Vous avez également innové en lançant le Salon de l’Habitat de Chevigny-Saint-Sauveur. Pourquoi avez-vous tenu à organiser ce type d’événement sur votre commune ?

Cela ne sert à rien que la mairie soit vertueuse en termes d’écologie si le sujet n’est pas pris en main par les habitants. Je souhaite que le plus grand nombre d’entre eux puissent s’en saisir, notamment en améliorant la performance thermique de leur logement. Ce Salon de l’Habitat a la vertu de présenter les entreprises locales, de participer à l’emploi, tout en aidant les Chevignois à faire des travaux pour améliorer les performances thermiques de leur logement. Notre projet est global. Nous ne sommes pas juste prescripteurs, nous montrons l’exemple et, ensuite, nous accompagnons les gens pour qu’ils le fassent également. Et nous le faisons dans différents domaines… »

Votre coup de gueule contre les dépôts sauvages a fait grand bruit. Tout comme votre campagne d’affichage « coup de poing… » Était-ce le seul moyen de limiter ce fléau ?
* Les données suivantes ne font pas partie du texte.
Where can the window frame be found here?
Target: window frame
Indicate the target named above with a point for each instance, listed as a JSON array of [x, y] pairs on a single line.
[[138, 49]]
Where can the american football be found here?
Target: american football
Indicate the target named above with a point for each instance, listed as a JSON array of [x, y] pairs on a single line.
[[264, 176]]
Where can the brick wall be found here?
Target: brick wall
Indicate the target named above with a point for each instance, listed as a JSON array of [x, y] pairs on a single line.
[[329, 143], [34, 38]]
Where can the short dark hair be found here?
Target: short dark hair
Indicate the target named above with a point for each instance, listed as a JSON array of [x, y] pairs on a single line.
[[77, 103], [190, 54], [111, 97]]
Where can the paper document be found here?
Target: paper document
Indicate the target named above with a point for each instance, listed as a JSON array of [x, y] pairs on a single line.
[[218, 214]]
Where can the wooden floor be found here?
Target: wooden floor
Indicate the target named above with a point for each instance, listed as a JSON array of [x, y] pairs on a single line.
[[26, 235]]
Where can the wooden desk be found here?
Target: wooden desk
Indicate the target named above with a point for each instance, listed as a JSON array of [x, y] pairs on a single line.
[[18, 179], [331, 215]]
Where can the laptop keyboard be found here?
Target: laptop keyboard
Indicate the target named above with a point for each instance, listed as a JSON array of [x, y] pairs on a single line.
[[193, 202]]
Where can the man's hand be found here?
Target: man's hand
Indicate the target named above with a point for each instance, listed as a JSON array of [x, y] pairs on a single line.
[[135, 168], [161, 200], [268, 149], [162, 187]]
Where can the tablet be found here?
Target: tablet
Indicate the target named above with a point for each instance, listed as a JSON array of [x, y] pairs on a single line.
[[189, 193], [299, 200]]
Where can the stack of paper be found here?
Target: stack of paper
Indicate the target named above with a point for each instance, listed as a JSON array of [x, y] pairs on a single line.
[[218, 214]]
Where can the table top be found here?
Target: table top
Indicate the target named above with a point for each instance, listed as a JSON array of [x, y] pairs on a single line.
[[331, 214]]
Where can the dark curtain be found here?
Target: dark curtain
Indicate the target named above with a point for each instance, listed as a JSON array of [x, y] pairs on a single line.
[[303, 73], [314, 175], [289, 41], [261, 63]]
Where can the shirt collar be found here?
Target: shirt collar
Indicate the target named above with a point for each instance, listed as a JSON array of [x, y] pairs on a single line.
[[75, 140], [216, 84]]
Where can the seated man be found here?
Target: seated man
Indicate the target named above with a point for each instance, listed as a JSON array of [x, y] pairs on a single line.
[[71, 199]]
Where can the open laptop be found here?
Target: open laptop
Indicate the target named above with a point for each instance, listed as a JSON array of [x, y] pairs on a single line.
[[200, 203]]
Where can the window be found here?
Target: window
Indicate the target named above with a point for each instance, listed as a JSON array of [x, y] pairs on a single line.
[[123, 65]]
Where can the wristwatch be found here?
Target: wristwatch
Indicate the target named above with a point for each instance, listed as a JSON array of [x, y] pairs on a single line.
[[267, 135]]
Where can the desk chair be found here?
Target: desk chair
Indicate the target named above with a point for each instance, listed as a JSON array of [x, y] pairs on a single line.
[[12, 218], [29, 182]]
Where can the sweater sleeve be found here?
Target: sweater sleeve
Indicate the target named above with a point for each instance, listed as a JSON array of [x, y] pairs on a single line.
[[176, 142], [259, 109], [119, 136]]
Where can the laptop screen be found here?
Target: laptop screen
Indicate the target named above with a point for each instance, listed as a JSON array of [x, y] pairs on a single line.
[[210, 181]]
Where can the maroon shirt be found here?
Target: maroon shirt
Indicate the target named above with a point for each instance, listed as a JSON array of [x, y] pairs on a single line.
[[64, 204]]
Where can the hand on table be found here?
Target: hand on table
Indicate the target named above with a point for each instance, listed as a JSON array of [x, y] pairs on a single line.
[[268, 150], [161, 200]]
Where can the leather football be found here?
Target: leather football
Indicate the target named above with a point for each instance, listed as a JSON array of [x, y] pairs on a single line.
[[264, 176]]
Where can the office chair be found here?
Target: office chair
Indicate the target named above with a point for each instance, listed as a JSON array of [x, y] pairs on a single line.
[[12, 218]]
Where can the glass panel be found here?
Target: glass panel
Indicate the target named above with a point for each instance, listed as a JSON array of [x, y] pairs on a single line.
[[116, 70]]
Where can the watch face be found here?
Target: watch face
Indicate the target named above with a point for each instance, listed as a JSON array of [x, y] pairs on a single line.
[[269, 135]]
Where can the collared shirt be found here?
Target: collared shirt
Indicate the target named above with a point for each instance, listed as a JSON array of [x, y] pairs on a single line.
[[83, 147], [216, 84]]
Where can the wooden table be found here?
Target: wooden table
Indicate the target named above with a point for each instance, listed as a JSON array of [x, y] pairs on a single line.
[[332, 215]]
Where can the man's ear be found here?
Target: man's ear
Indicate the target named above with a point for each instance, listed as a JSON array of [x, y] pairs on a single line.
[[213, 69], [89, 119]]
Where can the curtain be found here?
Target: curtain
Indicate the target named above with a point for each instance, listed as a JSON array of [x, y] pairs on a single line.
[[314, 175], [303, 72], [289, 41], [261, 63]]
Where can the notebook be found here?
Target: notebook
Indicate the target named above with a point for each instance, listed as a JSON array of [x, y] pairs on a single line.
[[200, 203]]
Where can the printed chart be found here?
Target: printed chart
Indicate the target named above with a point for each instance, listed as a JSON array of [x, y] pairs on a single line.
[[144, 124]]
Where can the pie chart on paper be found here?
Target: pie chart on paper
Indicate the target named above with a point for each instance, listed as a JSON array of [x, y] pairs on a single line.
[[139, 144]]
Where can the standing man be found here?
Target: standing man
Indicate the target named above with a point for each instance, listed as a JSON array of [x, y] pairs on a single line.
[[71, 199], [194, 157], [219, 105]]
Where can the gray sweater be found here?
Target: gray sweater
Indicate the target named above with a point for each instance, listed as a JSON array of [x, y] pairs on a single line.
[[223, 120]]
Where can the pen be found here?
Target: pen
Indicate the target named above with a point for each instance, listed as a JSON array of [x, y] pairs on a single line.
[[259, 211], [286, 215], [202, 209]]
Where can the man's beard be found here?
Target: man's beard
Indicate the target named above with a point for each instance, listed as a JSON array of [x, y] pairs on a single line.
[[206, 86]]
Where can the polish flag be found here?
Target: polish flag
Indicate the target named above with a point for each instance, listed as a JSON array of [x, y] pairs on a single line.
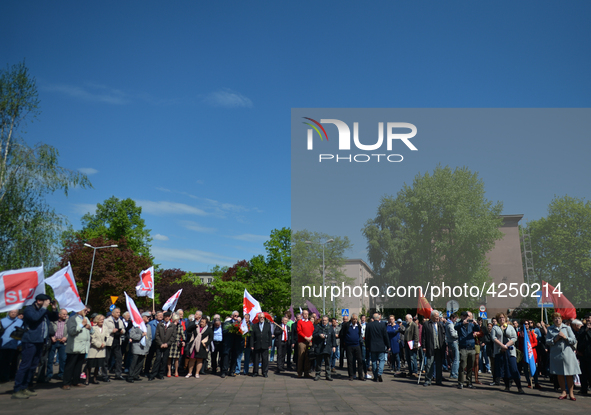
[[146, 285], [170, 304], [19, 287], [250, 305], [136, 317], [65, 290]]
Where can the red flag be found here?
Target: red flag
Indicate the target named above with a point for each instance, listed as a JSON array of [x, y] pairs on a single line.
[[561, 303], [424, 308]]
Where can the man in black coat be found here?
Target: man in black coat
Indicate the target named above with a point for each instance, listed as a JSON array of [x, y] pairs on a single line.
[[378, 344], [283, 344], [260, 343], [433, 337], [324, 342]]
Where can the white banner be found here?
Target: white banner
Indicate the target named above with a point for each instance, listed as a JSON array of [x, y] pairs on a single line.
[[18, 288], [146, 285], [65, 290], [170, 304]]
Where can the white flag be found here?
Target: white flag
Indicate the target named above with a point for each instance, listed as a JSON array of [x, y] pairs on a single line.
[[136, 317], [65, 290], [146, 285], [19, 287], [170, 304], [250, 305]]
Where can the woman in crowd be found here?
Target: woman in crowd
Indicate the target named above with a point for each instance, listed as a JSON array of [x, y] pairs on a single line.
[[97, 352], [176, 347], [394, 335], [533, 340], [198, 345], [563, 362]]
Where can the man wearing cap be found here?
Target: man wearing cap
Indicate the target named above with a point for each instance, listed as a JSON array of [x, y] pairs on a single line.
[[139, 350], [36, 319]]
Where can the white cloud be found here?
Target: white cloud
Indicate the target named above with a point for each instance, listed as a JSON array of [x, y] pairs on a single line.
[[91, 92], [249, 237], [84, 208], [228, 99], [194, 226], [88, 170], [165, 207], [210, 258]]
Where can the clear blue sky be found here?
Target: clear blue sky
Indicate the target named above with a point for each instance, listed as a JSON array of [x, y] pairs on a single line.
[[185, 106]]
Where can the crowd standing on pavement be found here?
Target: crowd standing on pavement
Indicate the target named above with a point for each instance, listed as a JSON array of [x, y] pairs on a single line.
[[44, 343]]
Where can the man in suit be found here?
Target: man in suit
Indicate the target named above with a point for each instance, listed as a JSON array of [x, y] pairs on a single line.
[[283, 342], [165, 335], [378, 344], [433, 337], [260, 343]]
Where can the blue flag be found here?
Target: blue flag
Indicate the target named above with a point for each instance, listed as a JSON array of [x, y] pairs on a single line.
[[528, 352]]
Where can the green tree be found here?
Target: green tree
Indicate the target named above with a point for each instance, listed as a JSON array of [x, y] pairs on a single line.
[[439, 229], [29, 227], [307, 264], [561, 247], [116, 219]]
« Les dépôts sauvages représentent, vous avez raison, un fléau national. On a tout essayé : la sensibilisation, la communication. Nous ne sommes pas la ville la plus touchée mais c’est toujours exaspérant de voir des personnes qui manquent de civisme et qui n’utilisent pas les services gratuits des encombrants ou de la déchetterie. Après avoir tout essayé, j’ai pointé du doigt les mauvais comportements et j’ai appelé à la participation citoyenne, ce qui n’est pas de la délation. Nous sommes tous censés signaler aux autorités une infraction quand nous sommes témoins. A partir du moment où il n’y a pas de sentiment d’impunité et que les contrevenants savent qu’ils risquent une lourde amende, cela fonctionne. L’engagement et le civisme sont les grandes causes de mon mandat. Il faut parfois passer à la répression, c’est parfaitement compris et le laxisme, ça suffit ! »

Quels sont les grands projets pour l’année prochaine ?

« En parallèle à la poursuite des travaux de l’école Buisson-Rond que j’évoquais plus en amont, nous ouvrirons un skate parc au parc de la Saussaie et nous réhabiliterons l’accueil de l’hôtel de ville. Nous l’isolerons, installerons une pompe à chaleur, ferons du relamping pour s’inscrire là-aussi dans la transition énergétique. Et nous en profiterons pour le moderniser, le rendre davantage accessible aux personnes à mobilité réduite… Nous accueillerons les habitants dans de bien meilleures conditions et cela participera, là aussi, à l’amélioration des conditions de travail de nos agents ».